Pillar How this pattern supports pillar goals
Reliability design decisions help your workload become resilient to malfunction and to ensure that it recovers to a fully functioning state after a failure occurs. The approach described in this pattern can provide resilience against sudden spikes in demand by decoupling the arrival of tasks from their processing. It can also isolate malfunctions in queue processing so that they don't affect intake.

- RE:06 Scaling
- RE:07 Background jobs
Cost Optimization is focused on sustaining and improving your workload's return on investment. Because load processing is decoupled from the request or task intake, you can use this approach to reduce the need to overprovision resources to handle peak load.

- CO:12 Scaling costs
Performance Efficiency helps your workload efficiently meet demands through optimizations in scaling, data, code. This approach enables intentional design on throughput performance because the intake of requests doesn't need to correlate to the rate in which they're processed.

- PE:05 Scaling and partitioning

As with any design decision, consider any tradeoffs against the goals of the other pillars that might be introduced with this pattern.

Example

A web app writes data to an external data store. If a large number of instances of the web app run concurrently, the data store might be unable to respond to requests quickly enough, causing requests to time out, be throttled, or otherwise fail. The following diagram shows a data store being overwhelmed by a large number of concurrent requests from instances of an application.

Figure 2 - A service being overwhelmed by a large number of concurrent requests from instances of a web app

To resolve this, you can use a queue to level the load between the application instances and the data store. An Azure Functions app reads the messages from the queue and performs the read/write requests to the data store. The application logic in the function app can control the rate at which it passes requests to the data store, to prevent the store from being overwhelmed. (Otherwise the function app will just re-introduce the same problem at the back end.)

Figure 3 - Using a queue and a function app to level the load

Next steps

The following guidance might also be relevant when implementing this pattern:

  • Asynchronous Messaging Primer. Message queues are inherently asynchronous. It might be necessary to redesign the application logic in a task if it's adapted from communicating directly with a service to using a message queue. Similarly, it might be necessary to refactor a service to accept requests from a message queue. Alternatively, it might be possible to implement a proxy service, as described in the example.

  • Choose between Azure messaging services. Information about choosing a messaging and queuing mechanism in Azure applications.
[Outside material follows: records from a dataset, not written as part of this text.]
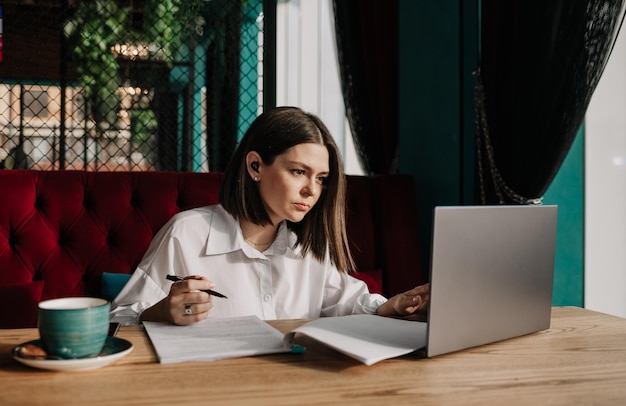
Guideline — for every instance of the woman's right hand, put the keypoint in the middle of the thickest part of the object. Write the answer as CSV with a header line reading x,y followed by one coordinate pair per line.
x,y
185,304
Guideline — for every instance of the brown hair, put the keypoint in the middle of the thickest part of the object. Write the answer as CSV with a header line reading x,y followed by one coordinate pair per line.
x,y
271,134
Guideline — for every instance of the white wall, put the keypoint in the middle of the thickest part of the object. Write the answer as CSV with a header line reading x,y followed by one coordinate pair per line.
x,y
307,72
605,188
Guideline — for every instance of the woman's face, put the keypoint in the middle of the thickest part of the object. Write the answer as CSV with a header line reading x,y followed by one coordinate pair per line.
x,y
292,185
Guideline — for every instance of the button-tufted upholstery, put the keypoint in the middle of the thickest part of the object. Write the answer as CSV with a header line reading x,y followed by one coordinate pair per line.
x,y
66,228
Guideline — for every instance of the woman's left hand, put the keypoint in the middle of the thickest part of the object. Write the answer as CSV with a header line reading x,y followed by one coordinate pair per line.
x,y
407,303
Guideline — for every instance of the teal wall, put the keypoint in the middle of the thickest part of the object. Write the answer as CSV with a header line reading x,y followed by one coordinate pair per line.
x,y
438,55
567,191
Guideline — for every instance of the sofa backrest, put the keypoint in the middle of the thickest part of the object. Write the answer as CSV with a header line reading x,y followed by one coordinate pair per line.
x,y
62,230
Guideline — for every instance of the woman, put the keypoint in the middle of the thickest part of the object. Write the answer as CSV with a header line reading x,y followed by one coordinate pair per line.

  • Asynchronous message-based communication.

  • Web-Queue-Worker architecture style. The web and worker are both stateless. Session state can be stored in a distributed cache. Any long-running work is done asynchronously by the worker. The worker can be triggered by messages on the queue, or run on a schedule for batch processing.

The following patterns might also be relevant when implementing this pattern:

  • Competing Consumers pattern. It might be possible to run multiple instances of a service, each acting as a message consumer from the load-leveling queue. You can use this approach to adjust the rate at which messages are received and passed to a service.

  • Throttling pattern. A simple way to implement throttling with a service is to use queue-based load leveling and route all requests to a service through a message queue. The service can process requests at a rate that ensures that resources required by the service aren't exhausted, and to reduce the amount of contention that could occur.